// DevOps

How I automated managing 366 servers and stopped spending nights on routine tasks

Published on 2026-05-16

When you have one server — you SSH in and do what’s needed. When there are ten — you write bash scripts. When there are more than three hundred — either you automate everything completely, or the infrastructure manages you instead of you managing it.

I’ve been down that path. A dozen projects, over 400 servers in seven countries — the Netherlands, Poland, USA, Germany, India, Kazakhstan, Russia. At some point it became clear: keeping it all in your head and poking around manually won’t work anymore. System or chaos. I chose the system — and now a new node anywhere in the world is up in a few minutes without a single manual SSH session.

I’ll explain how it works.


How it looked before

Launching a new server used to be a quest. Open SSH, remember (or find in notes) the needed commands, run them in order, forget to add something to DNS, go back, add it, add to monitoring separately, register in the control panel separately. An hour to an hour and a half per node — and that’s if everything goes smoothly. And each time there was a non-zero chance of doing something slightly differently than last time.

At a scale of over 400 servers this is more than an inconvenience. Even if you touch each one once a month — that’s hundreds of hours a year of mechanical work. Plus the infrastructure gradually turns into a black box: nobody really remembers what is configured on which server, why it’s set up that way, or who did it.


What’s inside

The foundation is Ansible paired with Semaphore. Ansible lets you describe server configuration as code: write it once, run it on any number of machines. Semaphore is a simple web UI on top of it so you don’t have to run things from the terminal and can see what’s happening in real time.

The whole repository — 49 playbooks, 39 roles, 11 inventory files. A playbook is a script: a sequence of steps for a server. A role is a reusable block of logic, e.g. “configure firewall” or “issue a certificate.” An inventory is a list of all servers with parameters: role, country, ports, service versions. All infrastructure lives in git — any change is visible in history, any state is reproducible. When something goes wrong, the answer is always in code, not in someone’s head who “remembers how they did it last time.”

Each server has a role: regular node, edge, shared, base machine, monitoring. Playbooks read that role and skip inappropriate steps themselves — a proxy won’t get the VPN stack, a shared node won’t go through full hardening. No manual filtering.

The inventory is organized hierarchically: project → region → host. Need to change a parameter for all nodes in the Netherlands — change one line. Need to update only one server or only a specific region — specify the desired filter when running. No extra code, no copy-paste.


What deployment looks like from the inside

Launching a new VPN node is the most illustrative example. One click in Semaphore, nine steps in the chain, 8–12 minutes of real time. While the node is provisioning, I do something else.

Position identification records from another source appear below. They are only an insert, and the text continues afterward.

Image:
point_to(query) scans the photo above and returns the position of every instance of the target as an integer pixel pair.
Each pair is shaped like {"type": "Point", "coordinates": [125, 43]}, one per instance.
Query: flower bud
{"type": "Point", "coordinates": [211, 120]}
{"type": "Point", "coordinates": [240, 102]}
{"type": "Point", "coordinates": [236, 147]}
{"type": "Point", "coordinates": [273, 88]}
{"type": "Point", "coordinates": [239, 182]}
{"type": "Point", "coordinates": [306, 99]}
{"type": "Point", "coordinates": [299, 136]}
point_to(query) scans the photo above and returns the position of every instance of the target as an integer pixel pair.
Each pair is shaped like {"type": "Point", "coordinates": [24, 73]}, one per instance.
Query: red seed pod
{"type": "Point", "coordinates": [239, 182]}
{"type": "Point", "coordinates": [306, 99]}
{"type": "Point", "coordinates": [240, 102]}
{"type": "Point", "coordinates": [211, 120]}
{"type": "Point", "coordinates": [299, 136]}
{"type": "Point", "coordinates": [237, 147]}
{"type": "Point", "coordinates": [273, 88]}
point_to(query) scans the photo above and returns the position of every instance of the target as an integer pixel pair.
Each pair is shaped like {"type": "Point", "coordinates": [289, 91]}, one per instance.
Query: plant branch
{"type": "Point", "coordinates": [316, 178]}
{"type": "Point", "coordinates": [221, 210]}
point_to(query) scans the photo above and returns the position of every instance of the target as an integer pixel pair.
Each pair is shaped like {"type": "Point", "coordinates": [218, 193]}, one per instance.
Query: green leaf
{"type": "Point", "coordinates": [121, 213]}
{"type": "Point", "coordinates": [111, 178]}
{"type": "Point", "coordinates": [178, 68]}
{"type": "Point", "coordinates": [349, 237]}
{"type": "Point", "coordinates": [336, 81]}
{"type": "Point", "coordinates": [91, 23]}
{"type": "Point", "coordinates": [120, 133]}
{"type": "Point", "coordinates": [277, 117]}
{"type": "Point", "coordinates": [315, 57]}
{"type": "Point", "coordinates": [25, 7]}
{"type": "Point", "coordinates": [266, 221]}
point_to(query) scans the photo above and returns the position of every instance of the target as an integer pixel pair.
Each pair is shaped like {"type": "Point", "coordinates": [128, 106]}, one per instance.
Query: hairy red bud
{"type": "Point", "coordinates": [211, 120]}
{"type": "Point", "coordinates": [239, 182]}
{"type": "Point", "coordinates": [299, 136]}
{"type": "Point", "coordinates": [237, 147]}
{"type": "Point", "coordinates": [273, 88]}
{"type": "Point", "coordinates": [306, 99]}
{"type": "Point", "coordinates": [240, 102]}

What happens inside: first the SSH availability is checked — no point in running the chain on a dead server. Then bootstrap: basic packages, Docker, swap. Next, hardening — unnecessary ports are closed, brute-force protection is configured, kernel parameters are applied to optimize networking. After that the project configs and files are copied. A DNS record and an SSL certificate are issued via the Cloudflare API. The node is registered in the management panel, the Docker stack is brought up. At the end — DNS records for traffic balancing.

Each step is described in code and has been run dozens of times. The probability of human error tends toward zero — not because people became more careful, but because the person is simply removed from the process.


Details that save your nerves

Monitoring adds itself. An agent is deployed on every server during provisioning that registers the machine in a central registry. Prometheus finds new servers through that registry — no static lists, no “don’t forget to add it.” Add a server to the inventory, run the playbook — it’s already in the metrics. Decommission a server — a separate playbook will clean up all entries.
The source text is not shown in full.